Ever since then, I started delegating more and attending fewer meetings. The few meetings I did attend, I showed more reverence for punctuality, more integrity to making a commitment to someONE rather than an appointment for someTHING. That takes principle, a principle of leadership that I now understand can symbolize your reputation for doing what you say you will do and therefore your credibility, your integrity as an effective leader.
I learned that first hand when I later worked at much larger company. I served as the president our company’s Toastmasters Club. Each year we conducted an Annual Awards Luncheon in one of the company’s conference rooms.
A month before I invited the company president to attend. I pointed out to him that Toastmasters is a voluntary leadership development program that our employees pursue because they want to make a greater contribution to the company.
I told the president how significant it would be to future growth and success of the company if he could attend and demonstrate to his employees the value of active listening, organized thinking and confident speaking — the three key initiatives of Toastmasters leadership training. He agreed.
The morning of our Toastmasters event the company was officially notified that it was being sued by a competitor for patent infringement. Our legal department was bristling. So were teams of engineers reviewing the particulars of the suit. The president was in closed-door meetings all morning. But at 12 noon, the president showed up at the Toastmasters Awards Luncheon. I was stunned. I thought for sure he would not show.
Later that day, I caught him in his office about 6 pm and thanked him again for attending the Toastmasters luncheon. I said I knew how busy he must have been with the law suit and that I really didn’t think he’d make the meeting. “I made a commitment,” the president said.

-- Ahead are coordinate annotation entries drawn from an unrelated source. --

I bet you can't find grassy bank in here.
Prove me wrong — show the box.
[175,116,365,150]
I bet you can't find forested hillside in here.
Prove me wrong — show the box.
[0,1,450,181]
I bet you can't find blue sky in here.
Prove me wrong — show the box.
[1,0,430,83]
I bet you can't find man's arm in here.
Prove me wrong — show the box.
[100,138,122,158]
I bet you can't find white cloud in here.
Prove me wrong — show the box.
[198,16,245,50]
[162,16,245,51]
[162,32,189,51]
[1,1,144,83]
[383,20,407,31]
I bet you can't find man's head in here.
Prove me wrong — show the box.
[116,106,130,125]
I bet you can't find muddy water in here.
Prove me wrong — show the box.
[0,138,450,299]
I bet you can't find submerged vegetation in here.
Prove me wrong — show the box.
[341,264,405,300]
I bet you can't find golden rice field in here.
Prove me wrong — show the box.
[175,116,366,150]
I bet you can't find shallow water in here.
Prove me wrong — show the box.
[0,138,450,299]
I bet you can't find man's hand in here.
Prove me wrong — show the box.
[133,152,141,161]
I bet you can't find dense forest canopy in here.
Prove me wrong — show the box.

End of story.
To him, a commitment is written in stone. Besides as an effective leader, he had his legal department handling the particulars. He needed a break from all the legal wrangling. And he had to eat lunch. But somehow I don’t think he needed any justification to break away from the legal stuff and attend our Toastmasters meeting. After all, he made a commitment.
That’s what the most effective leaders do. They honor their commitments. Consider George Washington and Vince Lombardi, two very different leaders who are on the same commitment page.
George Washington
The President often invited new members of Congress for dinner at the presidential mansion in New York. Sometimes his guests would arrive a few minutes late. They were embarrassed to find the president eating even if none of the guests had arrived on time. George Washington explained: “My cook never asks if the visitors have arrived but if the hour has arrived.” Dinner was always served at 4 pm. Promptly. Washington showed respect for the timely performance of his cook rather than pay a courtesy to his late arriving guests.
Vince Lombardi
The famed professional football coach of the Green Bay Packers, was holding his first team meeting at 8 a.m. Ray Nitzchke, the star defensive back of the Packers, arrived at 7:59 am. Lombardi promptly fined his star player for being late. “But coach, I’m here on time at 8.” Lombardi retorted: “On time at my meeting is 10 minutes early.” Lombardi’s focus on punctuality became the glue of the organization, the critical ingredient that made everything come together.
Focus on your own punctuality. Take more control over your calendar. And make commitments not just appointments.
Today’s ImproveMINT
Make commitments on your calendar to keep your leadership thinking in mint condition.